The consolation however came on day 4 when I started to find dinosaur footprints. In all, I found 9 sites with dinosaur prints or trackways; most of them at the edge of the cliff. Furthermore, I also got to do some spelunking, as I found several caves that had entrances large enough for me to crawl through. When I say crawl, I seriously mean it. Those of you who went to Tumbler ridge last summer might remember that I was squeemish about crawling through the smaller exit of the cave that we visited there. Therefore, in light of my claustrophobia, it should surpise you that I was able to do any caving at all. Below, you will find some of the photos of that experience, plus an obligatory ass shot.
While at this site I also saw a bit more wild life than I'd previously encountered, including a golden eagle, a porquepine, chipmunks, rabbits, various passerine birds, and heard (though I never saw) distant coyotes.
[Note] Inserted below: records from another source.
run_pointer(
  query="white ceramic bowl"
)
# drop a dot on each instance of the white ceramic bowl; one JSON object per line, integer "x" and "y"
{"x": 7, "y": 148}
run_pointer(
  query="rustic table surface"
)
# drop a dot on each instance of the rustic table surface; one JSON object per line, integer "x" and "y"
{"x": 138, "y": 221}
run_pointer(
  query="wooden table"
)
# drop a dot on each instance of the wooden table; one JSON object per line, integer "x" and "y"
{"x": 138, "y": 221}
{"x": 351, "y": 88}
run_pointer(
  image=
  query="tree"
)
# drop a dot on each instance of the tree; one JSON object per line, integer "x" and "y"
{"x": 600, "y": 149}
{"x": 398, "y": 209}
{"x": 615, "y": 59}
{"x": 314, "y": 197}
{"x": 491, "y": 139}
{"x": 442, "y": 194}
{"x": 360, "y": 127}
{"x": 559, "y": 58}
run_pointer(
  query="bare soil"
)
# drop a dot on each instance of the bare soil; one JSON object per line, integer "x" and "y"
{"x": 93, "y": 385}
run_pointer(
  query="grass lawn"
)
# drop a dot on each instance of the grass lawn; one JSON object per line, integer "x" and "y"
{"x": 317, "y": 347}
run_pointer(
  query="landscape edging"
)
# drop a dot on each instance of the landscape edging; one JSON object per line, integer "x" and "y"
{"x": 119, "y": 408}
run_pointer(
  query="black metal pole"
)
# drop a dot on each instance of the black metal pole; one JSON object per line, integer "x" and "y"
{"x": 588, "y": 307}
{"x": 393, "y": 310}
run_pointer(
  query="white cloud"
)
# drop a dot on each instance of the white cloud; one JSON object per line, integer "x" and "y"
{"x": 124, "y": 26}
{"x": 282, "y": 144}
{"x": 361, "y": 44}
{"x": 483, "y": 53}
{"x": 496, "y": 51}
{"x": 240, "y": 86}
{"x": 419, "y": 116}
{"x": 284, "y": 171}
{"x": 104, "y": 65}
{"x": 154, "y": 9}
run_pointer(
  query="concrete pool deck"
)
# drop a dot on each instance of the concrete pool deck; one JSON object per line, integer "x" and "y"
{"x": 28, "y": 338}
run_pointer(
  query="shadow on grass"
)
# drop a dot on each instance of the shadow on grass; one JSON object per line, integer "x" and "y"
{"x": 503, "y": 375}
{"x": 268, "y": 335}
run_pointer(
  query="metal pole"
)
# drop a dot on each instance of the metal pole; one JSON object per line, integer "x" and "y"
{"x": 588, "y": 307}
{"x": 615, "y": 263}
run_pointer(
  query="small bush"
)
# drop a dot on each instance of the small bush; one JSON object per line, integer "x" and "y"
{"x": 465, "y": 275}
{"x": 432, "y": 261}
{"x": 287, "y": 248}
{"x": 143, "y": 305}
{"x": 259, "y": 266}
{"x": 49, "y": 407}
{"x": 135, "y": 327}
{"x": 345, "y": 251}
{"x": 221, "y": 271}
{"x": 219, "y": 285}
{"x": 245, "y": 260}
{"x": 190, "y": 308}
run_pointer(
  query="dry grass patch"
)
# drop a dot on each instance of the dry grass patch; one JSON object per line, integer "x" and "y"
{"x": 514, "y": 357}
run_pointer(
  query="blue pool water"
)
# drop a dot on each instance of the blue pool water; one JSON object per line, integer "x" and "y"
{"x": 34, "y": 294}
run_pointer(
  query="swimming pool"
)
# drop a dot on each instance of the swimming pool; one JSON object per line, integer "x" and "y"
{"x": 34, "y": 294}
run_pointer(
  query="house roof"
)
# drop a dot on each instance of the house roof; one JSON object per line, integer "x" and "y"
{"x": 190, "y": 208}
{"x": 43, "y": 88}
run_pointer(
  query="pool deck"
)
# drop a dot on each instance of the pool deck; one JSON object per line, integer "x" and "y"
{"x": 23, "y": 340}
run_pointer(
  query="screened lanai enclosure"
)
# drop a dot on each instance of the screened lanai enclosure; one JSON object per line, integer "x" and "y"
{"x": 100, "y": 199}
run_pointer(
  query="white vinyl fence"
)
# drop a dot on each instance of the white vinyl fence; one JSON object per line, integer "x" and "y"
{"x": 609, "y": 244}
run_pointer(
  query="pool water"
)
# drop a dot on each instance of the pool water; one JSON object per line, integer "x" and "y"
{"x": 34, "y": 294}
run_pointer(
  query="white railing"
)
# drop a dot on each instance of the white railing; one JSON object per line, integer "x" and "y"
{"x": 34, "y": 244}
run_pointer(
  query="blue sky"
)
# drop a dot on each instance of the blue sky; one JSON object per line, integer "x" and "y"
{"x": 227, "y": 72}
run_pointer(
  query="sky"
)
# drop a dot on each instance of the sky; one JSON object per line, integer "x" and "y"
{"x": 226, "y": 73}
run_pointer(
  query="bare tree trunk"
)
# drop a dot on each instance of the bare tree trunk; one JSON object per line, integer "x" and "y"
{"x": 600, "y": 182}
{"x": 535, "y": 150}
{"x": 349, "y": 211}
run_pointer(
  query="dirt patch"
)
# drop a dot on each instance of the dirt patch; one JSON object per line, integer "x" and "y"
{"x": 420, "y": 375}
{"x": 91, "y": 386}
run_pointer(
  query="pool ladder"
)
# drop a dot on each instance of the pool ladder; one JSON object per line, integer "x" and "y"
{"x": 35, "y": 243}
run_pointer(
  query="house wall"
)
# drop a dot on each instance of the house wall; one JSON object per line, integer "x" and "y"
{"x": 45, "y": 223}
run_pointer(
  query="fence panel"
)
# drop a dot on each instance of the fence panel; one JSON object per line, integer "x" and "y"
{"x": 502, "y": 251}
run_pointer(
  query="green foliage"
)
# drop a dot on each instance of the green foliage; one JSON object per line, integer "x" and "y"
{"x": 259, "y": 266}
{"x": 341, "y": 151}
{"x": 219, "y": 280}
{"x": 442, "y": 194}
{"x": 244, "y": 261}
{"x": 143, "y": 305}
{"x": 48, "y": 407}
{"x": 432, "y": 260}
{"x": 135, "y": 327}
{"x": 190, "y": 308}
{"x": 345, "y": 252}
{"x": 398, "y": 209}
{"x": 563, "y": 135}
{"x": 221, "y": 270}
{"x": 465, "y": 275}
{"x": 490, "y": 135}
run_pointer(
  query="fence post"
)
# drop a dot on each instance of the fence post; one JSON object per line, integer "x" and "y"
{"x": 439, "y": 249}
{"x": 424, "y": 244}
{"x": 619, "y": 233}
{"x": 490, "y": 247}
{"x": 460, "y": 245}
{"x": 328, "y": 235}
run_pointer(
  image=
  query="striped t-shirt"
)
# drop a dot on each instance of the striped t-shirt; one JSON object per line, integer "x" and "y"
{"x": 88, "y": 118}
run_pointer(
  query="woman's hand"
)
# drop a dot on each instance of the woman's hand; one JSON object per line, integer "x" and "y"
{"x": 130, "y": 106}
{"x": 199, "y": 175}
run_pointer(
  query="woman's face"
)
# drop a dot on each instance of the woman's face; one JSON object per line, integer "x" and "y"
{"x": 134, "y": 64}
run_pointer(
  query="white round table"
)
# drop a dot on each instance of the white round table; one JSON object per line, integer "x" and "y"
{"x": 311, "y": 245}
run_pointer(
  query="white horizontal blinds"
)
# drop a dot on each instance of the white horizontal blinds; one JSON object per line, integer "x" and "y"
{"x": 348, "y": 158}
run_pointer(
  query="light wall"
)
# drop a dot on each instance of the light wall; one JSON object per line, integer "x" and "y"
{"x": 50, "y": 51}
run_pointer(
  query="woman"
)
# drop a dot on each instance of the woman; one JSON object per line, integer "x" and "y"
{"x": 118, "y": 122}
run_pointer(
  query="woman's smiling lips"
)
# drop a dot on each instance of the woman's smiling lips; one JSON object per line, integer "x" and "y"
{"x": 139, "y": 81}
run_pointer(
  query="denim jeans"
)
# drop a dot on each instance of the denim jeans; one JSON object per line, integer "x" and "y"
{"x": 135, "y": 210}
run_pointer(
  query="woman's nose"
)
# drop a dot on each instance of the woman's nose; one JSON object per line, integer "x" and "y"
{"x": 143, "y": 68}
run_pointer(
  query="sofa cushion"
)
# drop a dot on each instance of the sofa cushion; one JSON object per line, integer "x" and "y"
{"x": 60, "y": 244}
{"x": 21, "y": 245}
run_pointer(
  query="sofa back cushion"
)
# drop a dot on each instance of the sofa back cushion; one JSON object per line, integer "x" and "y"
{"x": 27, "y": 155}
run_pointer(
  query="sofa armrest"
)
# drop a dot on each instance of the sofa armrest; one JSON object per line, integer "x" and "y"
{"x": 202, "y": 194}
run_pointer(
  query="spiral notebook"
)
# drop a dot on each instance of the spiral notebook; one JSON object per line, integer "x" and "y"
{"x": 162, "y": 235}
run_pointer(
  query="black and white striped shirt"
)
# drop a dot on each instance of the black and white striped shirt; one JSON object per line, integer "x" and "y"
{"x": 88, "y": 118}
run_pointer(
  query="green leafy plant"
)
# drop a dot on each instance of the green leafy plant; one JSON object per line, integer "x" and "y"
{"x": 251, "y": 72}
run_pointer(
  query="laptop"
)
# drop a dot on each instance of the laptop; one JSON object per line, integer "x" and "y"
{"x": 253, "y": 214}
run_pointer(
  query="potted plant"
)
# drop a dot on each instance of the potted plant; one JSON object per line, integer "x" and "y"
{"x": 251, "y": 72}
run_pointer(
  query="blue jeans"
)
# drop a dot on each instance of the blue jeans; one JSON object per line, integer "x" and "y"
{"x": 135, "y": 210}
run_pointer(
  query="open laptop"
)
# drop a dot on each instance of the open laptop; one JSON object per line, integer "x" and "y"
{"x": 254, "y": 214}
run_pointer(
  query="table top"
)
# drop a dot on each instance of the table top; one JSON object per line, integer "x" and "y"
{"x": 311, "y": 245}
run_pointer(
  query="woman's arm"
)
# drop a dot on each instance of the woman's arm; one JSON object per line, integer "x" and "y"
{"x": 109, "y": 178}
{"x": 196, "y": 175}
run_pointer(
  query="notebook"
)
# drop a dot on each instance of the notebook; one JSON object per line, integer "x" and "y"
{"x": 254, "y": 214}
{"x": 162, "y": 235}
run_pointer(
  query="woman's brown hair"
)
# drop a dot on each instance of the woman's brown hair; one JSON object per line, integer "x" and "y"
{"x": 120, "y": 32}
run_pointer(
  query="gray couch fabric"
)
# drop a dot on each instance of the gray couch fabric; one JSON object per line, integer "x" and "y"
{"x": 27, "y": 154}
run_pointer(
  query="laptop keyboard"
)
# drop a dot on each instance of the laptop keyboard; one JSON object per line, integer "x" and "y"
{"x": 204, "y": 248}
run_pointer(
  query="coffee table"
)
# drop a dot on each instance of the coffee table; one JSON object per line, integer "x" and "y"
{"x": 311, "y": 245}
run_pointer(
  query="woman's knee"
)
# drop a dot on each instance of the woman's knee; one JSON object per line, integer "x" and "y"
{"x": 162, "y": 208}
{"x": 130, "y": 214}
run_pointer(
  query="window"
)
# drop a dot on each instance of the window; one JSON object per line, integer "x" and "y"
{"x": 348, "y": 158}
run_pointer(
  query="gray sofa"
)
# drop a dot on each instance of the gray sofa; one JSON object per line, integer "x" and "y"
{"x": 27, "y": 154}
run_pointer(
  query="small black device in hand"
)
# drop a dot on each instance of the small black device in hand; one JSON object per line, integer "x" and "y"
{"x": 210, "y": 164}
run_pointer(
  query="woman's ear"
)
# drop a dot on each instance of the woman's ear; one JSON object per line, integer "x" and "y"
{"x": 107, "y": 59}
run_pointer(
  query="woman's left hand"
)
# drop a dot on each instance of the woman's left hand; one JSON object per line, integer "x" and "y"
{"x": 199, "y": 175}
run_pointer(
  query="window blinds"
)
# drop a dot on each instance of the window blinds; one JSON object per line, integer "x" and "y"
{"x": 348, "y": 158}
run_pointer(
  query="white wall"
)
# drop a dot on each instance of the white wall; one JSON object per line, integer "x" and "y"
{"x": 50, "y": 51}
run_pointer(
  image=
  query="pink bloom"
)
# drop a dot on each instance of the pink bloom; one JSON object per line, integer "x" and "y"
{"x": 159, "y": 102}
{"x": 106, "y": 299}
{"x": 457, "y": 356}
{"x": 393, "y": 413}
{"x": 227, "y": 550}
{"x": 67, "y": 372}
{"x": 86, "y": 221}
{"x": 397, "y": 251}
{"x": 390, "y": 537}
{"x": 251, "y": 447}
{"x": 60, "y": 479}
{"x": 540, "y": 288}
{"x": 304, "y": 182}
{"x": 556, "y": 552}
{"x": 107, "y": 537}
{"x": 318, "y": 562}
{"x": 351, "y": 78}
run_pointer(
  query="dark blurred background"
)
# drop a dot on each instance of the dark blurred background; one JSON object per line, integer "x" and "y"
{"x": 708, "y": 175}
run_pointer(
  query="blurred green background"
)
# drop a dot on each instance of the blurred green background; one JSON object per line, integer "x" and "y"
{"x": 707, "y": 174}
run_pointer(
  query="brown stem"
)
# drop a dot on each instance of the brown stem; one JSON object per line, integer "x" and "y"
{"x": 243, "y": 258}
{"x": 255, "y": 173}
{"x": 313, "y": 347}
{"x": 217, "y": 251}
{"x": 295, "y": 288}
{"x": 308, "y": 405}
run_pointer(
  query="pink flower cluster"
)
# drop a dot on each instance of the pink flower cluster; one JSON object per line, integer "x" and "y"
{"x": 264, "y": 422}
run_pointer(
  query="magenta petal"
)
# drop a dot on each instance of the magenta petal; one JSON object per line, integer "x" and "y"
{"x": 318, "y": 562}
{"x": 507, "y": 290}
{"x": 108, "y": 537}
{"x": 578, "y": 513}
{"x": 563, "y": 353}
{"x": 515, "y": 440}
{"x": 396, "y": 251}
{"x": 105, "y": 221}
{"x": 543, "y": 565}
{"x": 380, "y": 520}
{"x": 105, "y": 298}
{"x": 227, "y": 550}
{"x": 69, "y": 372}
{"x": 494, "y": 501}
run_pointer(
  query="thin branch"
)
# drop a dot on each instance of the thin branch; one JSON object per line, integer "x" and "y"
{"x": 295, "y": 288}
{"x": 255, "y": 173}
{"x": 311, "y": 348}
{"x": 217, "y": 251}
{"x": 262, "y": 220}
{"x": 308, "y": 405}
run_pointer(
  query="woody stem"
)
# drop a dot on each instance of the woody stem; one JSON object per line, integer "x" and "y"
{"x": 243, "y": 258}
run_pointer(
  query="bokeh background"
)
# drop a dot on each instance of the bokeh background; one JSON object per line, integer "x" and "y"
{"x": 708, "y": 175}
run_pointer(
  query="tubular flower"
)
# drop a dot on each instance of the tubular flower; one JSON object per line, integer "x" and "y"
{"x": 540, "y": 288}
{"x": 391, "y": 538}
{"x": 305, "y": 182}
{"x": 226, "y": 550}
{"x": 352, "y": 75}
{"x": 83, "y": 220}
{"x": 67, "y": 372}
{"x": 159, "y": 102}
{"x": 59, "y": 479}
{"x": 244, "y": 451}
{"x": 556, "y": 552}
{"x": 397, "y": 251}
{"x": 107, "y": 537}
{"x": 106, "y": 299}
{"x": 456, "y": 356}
After finding nothing but caves and ichnofossils for a week, I moved camp and started exploring a valley that was a bit further to the Northeast. There I had a bit more luck. I found a number of micro sites containing weathered bone and teeth. 11 sites contained whole or partial teeth and I collected a large number of broken bone material that I intend to piece together like a puzzle some time in the future. I was also able to collect two nearly complete cow skeletons that had been bleached in the desert sun. I didn't find any bullet, but I'm sure that these animals didn't die naturally. They were only a few feet apart and showed no broken bones or signs of having died in any kind of a flooding event.
The plan is to get my tire fixed, re-supply and check out one last sight near here. I've been saving it for last since it is likely the hardest to get to and there is no way I'm going to venture over over (and off) roads that the USGS recommends 4 wheel drive for (incidentally, the van only has rear wheel drive, but that won't stop me) without a spare tire.